After measuring the efficiency of public transport operators, it is interesting to explain the sources of inefficiency. They are under the control of the firm or outside of its control such as regulations of the authorities? The use of variables under the control of the firm is more robust to explain the determinants of inefficiency, such as the investment on new technologies and new equipments for the operating cycle, the operating income and the firm size. Tariffs and benefits are fundamental to the public transport activities, because they are a major source of revenue (Paulley et al. 2006). The technical efficiency can be affected by the financial resources availability; more exactly, once a firm cannot have access to external financial resources, then it has an incentive to improve its technical efficiency over time to guarantee positive profits and gains in productivity Sena (2006). Indeed, it is reasonable to think that the availability of resources can affect the efficiency of the productive process. Therefore, with the operating income, transport operators can improve the quality of services and indeed improvement of efficiency. The operating income constitutes an internal financing source for the investments related in the productive activities for firm. The operating income can be considered a determinant of transport operators’ inefficiency. Moreover, we can consider that the investment is an important source of efficiency (see Ahern and Anandarajah 2007). Cowie (2002) affirmed that the improvement of company efficiency may be from a number of sources such as improved working practices, better management of operations and increased investment. In addition, Lun and Quaddus (2011) have examined the effect of firm size on the firm efficiency and performance. They have shown that the firm size has a relatively positive effect on efficiency and it is a determinant of output growth.

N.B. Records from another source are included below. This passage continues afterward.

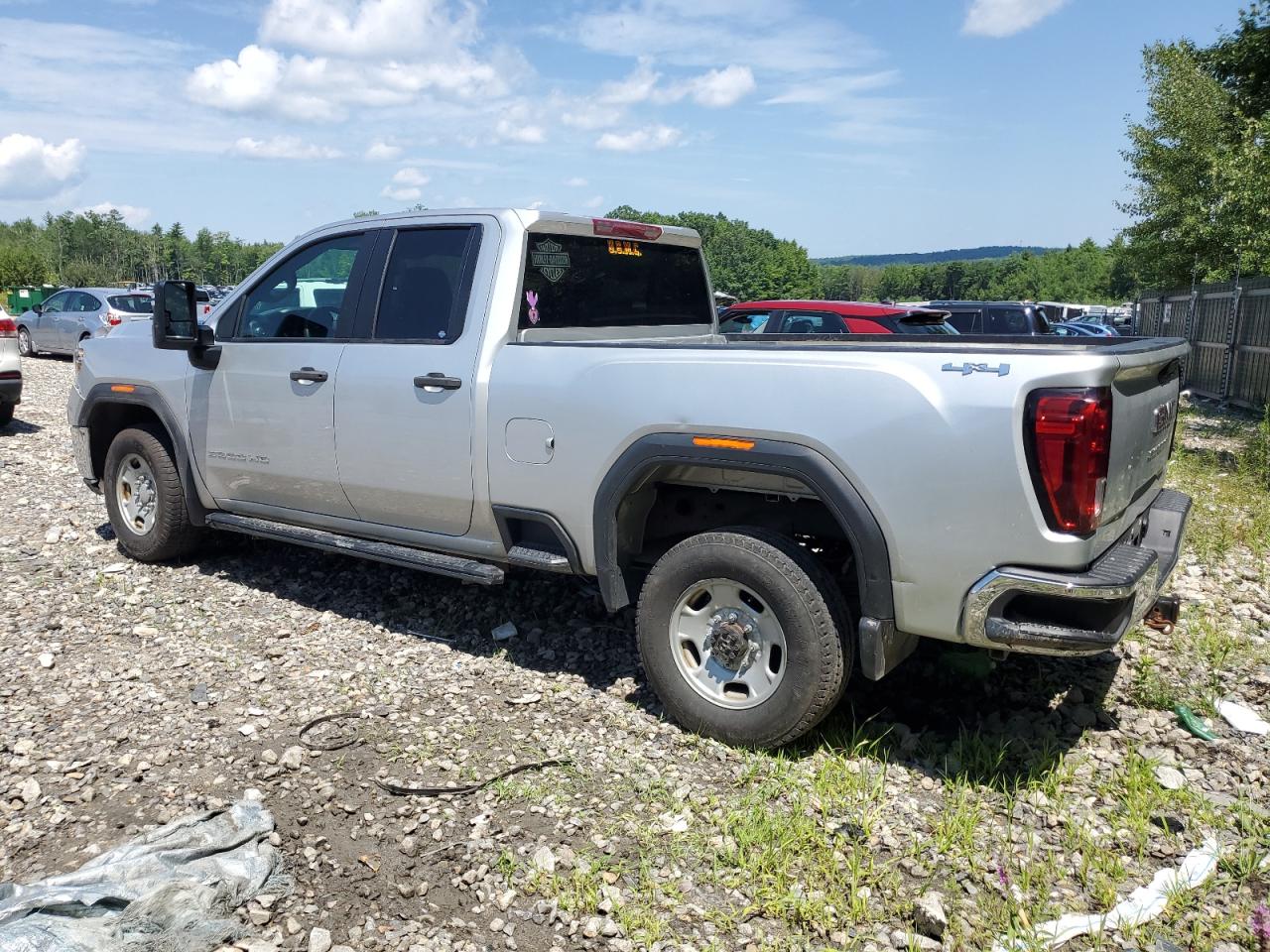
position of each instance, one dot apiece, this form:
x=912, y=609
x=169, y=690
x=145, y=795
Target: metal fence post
x=1232, y=336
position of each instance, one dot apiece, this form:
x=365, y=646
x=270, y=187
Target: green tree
x=749, y=263
x=1201, y=160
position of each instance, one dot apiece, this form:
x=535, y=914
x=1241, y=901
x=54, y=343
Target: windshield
x=575, y=281
x=132, y=303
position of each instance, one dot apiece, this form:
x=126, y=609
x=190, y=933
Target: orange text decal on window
x=624, y=248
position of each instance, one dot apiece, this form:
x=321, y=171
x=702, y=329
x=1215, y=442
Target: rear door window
x=743, y=322
x=812, y=322
x=1006, y=320
x=578, y=281
x=426, y=285
x=965, y=321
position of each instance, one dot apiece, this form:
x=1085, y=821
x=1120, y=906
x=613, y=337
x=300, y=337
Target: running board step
x=403, y=556
x=527, y=557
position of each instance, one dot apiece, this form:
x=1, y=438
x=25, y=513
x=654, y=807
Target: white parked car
x=10, y=368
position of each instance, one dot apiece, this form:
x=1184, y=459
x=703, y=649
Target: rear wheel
x=145, y=499
x=743, y=636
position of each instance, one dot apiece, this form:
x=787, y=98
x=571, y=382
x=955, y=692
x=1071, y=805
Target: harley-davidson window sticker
x=550, y=258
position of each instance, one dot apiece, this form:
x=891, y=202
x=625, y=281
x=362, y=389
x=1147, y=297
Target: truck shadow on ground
x=948, y=711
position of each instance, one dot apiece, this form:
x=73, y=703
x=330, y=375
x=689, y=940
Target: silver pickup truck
x=462, y=393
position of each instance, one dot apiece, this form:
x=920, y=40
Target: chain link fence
x=1228, y=326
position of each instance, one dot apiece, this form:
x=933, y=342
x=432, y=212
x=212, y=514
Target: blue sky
x=853, y=127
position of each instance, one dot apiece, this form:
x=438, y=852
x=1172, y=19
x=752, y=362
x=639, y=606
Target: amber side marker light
x=722, y=443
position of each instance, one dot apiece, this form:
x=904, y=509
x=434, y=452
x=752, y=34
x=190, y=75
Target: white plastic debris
x=1242, y=719
x=175, y=889
x=1143, y=904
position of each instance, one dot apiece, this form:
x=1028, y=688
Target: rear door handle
x=437, y=381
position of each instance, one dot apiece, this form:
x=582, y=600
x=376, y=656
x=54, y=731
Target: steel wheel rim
x=137, y=494
x=720, y=660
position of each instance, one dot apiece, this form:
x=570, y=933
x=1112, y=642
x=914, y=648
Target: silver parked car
x=76, y=313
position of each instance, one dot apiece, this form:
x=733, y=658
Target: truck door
x=405, y=397
x=262, y=420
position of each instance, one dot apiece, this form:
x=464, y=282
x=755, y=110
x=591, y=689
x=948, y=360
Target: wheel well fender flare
x=102, y=397
x=767, y=456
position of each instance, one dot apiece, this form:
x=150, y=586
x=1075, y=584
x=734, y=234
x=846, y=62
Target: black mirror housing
x=176, y=317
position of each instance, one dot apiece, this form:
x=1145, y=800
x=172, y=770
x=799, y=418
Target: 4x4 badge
x=550, y=259
x=965, y=370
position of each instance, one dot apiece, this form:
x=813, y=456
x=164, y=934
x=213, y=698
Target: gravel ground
x=956, y=801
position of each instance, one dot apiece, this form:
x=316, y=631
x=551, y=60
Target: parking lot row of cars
x=826, y=317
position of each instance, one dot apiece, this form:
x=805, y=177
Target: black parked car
x=994, y=316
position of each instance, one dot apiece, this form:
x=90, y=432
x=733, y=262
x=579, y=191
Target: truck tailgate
x=1143, y=413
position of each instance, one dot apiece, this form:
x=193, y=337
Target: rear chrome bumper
x=1080, y=613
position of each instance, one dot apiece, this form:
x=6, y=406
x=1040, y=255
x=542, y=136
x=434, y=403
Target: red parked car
x=830, y=317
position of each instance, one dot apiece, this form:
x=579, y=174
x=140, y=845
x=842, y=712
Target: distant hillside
x=952, y=254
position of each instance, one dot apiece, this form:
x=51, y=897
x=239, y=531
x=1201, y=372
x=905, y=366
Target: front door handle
x=437, y=381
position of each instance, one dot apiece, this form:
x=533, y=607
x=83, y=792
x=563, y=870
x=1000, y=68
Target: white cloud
x=402, y=194
x=32, y=168
x=409, y=176
x=708, y=32
x=508, y=131
x=380, y=151
x=583, y=114
x=644, y=140
x=830, y=89
x=282, y=148
x=371, y=28
x=132, y=214
x=721, y=87
x=246, y=82
x=1003, y=18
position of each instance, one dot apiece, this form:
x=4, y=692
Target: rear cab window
x=132, y=303
x=583, y=286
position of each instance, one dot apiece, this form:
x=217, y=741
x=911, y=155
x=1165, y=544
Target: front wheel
x=744, y=636
x=145, y=499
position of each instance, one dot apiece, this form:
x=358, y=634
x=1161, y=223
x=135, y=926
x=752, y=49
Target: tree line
x=84, y=249
x=1201, y=159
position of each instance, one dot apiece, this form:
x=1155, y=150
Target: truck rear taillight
x=1069, y=439
x=610, y=227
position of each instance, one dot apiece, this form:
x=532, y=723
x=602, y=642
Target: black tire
x=172, y=535
x=808, y=604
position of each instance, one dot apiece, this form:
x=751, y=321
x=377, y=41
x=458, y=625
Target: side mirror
x=176, y=318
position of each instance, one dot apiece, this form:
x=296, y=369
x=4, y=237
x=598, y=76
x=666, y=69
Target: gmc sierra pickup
x=466, y=391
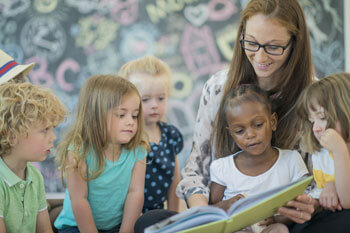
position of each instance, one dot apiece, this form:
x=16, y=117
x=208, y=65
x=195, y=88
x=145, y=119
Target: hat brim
x=25, y=69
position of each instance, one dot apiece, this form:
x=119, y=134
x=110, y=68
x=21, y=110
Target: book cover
x=242, y=213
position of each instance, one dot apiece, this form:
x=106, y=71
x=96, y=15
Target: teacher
x=272, y=50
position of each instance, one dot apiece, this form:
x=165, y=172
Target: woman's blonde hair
x=296, y=73
x=22, y=105
x=220, y=138
x=149, y=65
x=88, y=131
x=332, y=93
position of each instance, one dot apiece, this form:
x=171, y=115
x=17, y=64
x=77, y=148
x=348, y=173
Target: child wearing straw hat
x=11, y=71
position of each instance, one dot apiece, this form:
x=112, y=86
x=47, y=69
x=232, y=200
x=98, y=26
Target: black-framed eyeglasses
x=269, y=49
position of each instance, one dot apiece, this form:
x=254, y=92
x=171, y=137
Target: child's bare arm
x=173, y=200
x=78, y=193
x=2, y=226
x=329, y=197
x=43, y=224
x=134, y=200
x=334, y=142
x=216, y=193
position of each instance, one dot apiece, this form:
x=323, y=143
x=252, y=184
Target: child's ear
x=273, y=121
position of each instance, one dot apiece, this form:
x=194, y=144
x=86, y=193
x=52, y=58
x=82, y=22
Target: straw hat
x=9, y=68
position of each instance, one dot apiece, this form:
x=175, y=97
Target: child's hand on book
x=267, y=221
x=226, y=204
x=299, y=210
x=329, y=197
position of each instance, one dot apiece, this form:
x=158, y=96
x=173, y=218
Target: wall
x=73, y=39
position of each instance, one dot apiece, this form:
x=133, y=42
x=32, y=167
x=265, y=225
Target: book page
x=250, y=210
x=190, y=218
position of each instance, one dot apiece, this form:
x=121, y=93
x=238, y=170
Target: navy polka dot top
x=160, y=166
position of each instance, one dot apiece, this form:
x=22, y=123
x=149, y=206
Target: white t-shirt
x=288, y=168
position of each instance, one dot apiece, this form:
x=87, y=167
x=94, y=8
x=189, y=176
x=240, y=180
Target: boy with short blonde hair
x=28, y=114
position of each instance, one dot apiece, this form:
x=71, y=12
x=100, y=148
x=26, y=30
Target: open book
x=242, y=213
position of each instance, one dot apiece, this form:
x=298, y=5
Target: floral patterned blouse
x=195, y=175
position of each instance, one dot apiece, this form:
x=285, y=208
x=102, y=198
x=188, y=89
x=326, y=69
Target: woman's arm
x=134, y=199
x=173, y=200
x=195, y=175
x=43, y=224
x=78, y=193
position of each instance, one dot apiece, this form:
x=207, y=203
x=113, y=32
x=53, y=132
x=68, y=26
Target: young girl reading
x=103, y=159
x=28, y=114
x=248, y=163
x=324, y=109
x=151, y=76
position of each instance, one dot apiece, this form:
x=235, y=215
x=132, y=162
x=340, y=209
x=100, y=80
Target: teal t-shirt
x=107, y=193
x=21, y=200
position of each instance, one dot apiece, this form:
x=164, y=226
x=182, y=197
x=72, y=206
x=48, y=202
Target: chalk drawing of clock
x=43, y=37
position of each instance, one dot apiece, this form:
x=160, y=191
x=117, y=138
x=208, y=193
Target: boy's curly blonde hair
x=21, y=106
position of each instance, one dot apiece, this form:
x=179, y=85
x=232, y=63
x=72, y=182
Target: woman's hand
x=299, y=210
x=329, y=197
x=226, y=204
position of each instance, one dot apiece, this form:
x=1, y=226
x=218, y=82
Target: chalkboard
x=71, y=40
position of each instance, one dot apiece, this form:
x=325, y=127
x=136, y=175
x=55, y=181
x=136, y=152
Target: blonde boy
x=28, y=114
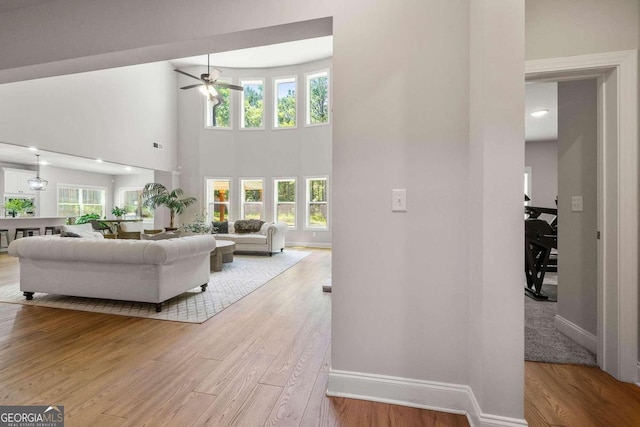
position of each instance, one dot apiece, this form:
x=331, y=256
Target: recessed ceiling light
x=540, y=113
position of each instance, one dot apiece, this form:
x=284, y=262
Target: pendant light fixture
x=38, y=183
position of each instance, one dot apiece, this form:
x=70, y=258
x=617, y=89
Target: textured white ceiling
x=276, y=55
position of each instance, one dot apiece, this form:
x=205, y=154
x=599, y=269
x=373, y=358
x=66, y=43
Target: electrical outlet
x=399, y=200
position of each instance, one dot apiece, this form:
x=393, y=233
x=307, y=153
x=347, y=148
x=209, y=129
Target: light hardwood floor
x=262, y=361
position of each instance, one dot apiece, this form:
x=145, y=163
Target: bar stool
x=53, y=229
x=6, y=235
x=26, y=231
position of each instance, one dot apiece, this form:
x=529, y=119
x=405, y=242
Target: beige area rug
x=237, y=279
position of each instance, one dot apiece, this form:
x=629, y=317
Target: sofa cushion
x=250, y=239
x=221, y=227
x=248, y=226
x=130, y=227
x=160, y=236
x=77, y=228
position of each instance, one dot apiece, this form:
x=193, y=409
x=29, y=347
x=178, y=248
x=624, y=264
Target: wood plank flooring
x=262, y=361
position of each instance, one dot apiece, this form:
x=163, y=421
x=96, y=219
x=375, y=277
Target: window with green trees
x=317, y=203
x=285, y=200
x=284, y=90
x=76, y=201
x=317, y=98
x=219, y=116
x=252, y=111
x=218, y=198
x=252, y=198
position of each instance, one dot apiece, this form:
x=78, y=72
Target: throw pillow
x=245, y=226
x=220, y=227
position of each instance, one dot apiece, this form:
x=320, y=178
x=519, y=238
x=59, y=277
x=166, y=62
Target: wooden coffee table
x=222, y=253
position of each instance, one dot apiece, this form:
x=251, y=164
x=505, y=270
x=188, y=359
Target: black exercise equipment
x=540, y=237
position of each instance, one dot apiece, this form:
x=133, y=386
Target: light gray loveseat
x=131, y=270
x=270, y=238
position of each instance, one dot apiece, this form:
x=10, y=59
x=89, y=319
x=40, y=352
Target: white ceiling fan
x=208, y=83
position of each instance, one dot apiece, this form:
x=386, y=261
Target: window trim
x=285, y=79
x=241, y=103
x=230, y=209
x=307, y=202
x=82, y=187
x=206, y=108
x=307, y=90
x=295, y=202
x=242, y=202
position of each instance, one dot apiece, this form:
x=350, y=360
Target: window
x=317, y=98
x=252, y=198
x=285, y=201
x=252, y=105
x=317, y=203
x=76, y=201
x=219, y=116
x=284, y=90
x=527, y=183
x=131, y=202
x=218, y=196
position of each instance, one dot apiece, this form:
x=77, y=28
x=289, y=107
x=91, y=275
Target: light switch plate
x=577, y=204
x=399, y=200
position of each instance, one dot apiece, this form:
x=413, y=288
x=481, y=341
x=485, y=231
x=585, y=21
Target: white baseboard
x=308, y=245
x=443, y=397
x=576, y=333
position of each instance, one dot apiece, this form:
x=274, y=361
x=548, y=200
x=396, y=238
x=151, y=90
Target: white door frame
x=618, y=203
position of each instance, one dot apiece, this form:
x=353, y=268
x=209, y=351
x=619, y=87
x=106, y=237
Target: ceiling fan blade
x=187, y=74
x=229, y=86
x=214, y=74
x=192, y=86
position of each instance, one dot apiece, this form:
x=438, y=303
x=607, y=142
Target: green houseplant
x=155, y=194
x=118, y=212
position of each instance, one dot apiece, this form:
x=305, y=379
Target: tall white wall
x=578, y=27
x=114, y=115
x=269, y=153
x=542, y=157
x=404, y=297
x=577, y=165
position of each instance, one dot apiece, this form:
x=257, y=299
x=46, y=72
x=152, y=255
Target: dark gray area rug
x=543, y=342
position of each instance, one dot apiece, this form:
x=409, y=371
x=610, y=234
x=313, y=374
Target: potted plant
x=118, y=212
x=199, y=226
x=155, y=194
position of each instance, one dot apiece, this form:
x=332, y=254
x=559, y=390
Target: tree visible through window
x=219, y=116
x=285, y=201
x=218, y=196
x=285, y=102
x=318, y=98
x=76, y=201
x=252, y=198
x=317, y=203
x=252, y=104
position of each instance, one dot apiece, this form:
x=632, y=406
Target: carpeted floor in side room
x=542, y=341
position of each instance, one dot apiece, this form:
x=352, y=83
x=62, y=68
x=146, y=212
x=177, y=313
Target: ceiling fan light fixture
x=37, y=183
x=209, y=91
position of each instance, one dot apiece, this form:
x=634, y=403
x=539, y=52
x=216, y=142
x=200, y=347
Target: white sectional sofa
x=131, y=270
x=270, y=238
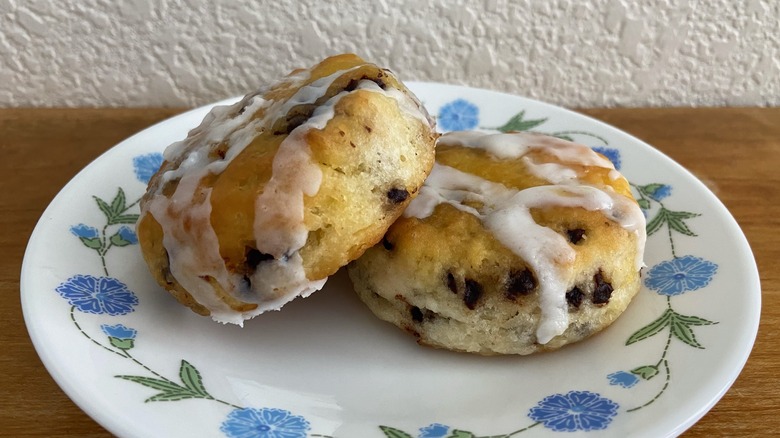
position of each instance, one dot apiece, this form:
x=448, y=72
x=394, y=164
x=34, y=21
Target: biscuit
x=269, y=196
x=517, y=243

Another interesting topic related to transport efficiency has been that of examining differences in efficiency and productivity for bus systems in periods before and after regulatory reform (usually this regulatory reform was privatisation), or the comparison of privately and publicly operated transport systems.

The literature review on the field of public transport highlights that there is no previous research paper that introduces the effect of CEOs’ psychological bias on the explanation of efficiency. In the transport literature, the implications of the emergence of behavioural economics and behavioural finance are ignored. These areas consider the managerial psychological bias and especially the overconfidence or optimism as powerful factors that can explain many firms’ decisions and policies. It will be an interesting way to initiate an open and original debate: can managerial optimism and others psychological and emotional bias affect the transport’s operators’ efficiency? If the answer will be positive, so it will be time to discuss the effect of corporate governance mechanisms’ effect on the operators’ efficiency. It will be an attractive approach to jointly analysis the impact of such variables in this field.